Those boots over there were sitting amongst the rundown running shoes and loafers and wingtips on a display rack of men’s shoes at Experienced Goods in Brattleboro, Vermont a few years ago. They were $8. It was clear that they were at least an inch too long for me, but because they were narrow I tried them on anyway and they fit as if someone had poured liquid leather around my feet and ankles and it magically turned into boots. I took them to an old-school cobbler to be resoled.
“Can you tell me what brand these are?” I said. “Because I need to buy only this brand for the rest of my life.”
“You can’t buy this brand,” the cobbler said. “There is no brand. These boots are probably thirty years old. They were handmade in Italy.”
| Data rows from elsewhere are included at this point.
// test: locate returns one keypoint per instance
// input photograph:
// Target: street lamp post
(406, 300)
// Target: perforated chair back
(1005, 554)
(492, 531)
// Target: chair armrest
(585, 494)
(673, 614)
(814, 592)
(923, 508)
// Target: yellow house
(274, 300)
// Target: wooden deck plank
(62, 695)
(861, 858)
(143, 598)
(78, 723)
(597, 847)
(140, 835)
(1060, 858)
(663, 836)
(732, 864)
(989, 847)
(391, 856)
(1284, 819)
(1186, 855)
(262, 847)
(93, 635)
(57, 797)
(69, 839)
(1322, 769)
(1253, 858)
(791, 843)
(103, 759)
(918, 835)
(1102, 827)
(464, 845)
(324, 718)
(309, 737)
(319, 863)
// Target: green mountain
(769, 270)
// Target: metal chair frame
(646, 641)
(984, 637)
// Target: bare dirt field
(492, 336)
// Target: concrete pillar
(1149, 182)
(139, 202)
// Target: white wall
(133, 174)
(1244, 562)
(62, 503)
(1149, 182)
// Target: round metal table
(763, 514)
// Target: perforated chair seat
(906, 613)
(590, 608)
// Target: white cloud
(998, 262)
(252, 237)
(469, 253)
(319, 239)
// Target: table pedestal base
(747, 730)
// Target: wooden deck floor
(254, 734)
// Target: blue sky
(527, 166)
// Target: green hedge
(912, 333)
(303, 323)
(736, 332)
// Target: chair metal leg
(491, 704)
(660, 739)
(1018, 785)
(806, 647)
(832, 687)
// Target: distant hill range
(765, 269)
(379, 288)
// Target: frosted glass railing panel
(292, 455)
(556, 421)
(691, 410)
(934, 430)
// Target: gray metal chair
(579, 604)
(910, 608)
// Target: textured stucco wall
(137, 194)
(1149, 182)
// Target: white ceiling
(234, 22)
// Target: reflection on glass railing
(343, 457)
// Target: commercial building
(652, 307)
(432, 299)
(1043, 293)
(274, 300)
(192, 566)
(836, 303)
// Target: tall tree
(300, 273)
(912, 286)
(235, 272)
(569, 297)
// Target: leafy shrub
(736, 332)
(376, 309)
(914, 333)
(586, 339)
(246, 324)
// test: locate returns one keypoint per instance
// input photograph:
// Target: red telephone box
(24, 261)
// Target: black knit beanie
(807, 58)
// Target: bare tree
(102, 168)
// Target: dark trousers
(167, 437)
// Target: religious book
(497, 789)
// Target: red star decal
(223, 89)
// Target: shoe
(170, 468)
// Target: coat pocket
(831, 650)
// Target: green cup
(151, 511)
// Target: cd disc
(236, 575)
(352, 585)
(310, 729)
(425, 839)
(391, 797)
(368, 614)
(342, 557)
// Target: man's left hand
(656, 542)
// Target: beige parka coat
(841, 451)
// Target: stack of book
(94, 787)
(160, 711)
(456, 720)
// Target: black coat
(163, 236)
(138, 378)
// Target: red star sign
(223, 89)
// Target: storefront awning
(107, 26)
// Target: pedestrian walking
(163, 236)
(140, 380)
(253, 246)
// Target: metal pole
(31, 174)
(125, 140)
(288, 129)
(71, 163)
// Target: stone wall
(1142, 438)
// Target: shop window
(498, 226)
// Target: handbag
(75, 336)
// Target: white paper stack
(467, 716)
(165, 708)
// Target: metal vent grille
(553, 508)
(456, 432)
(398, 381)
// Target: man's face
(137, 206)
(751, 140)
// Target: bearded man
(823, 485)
Leather boots, steel toe boots especially, are one of the few things left in the world that can’t be rushed. They can’t be stonewashed or bleached or chemically altered in order to save time, because what boots need to fit right is exactly that: time. This poem reminds me of that fact.
Work Boots: Still Life
– Jim Daniels
Next to the screen door
work boots dry in the sun.
Salt lines map the leather
and laces droop
like the arms of a new-hire
waiting to punch out.
The shoe hangs open like the sigh
of someone too tired to speak
a mouth that can almost breathe.
A tear in the leather reveals
a shiny steel toe
a glimpse of the promise of safety
the promise of steel and the years to come.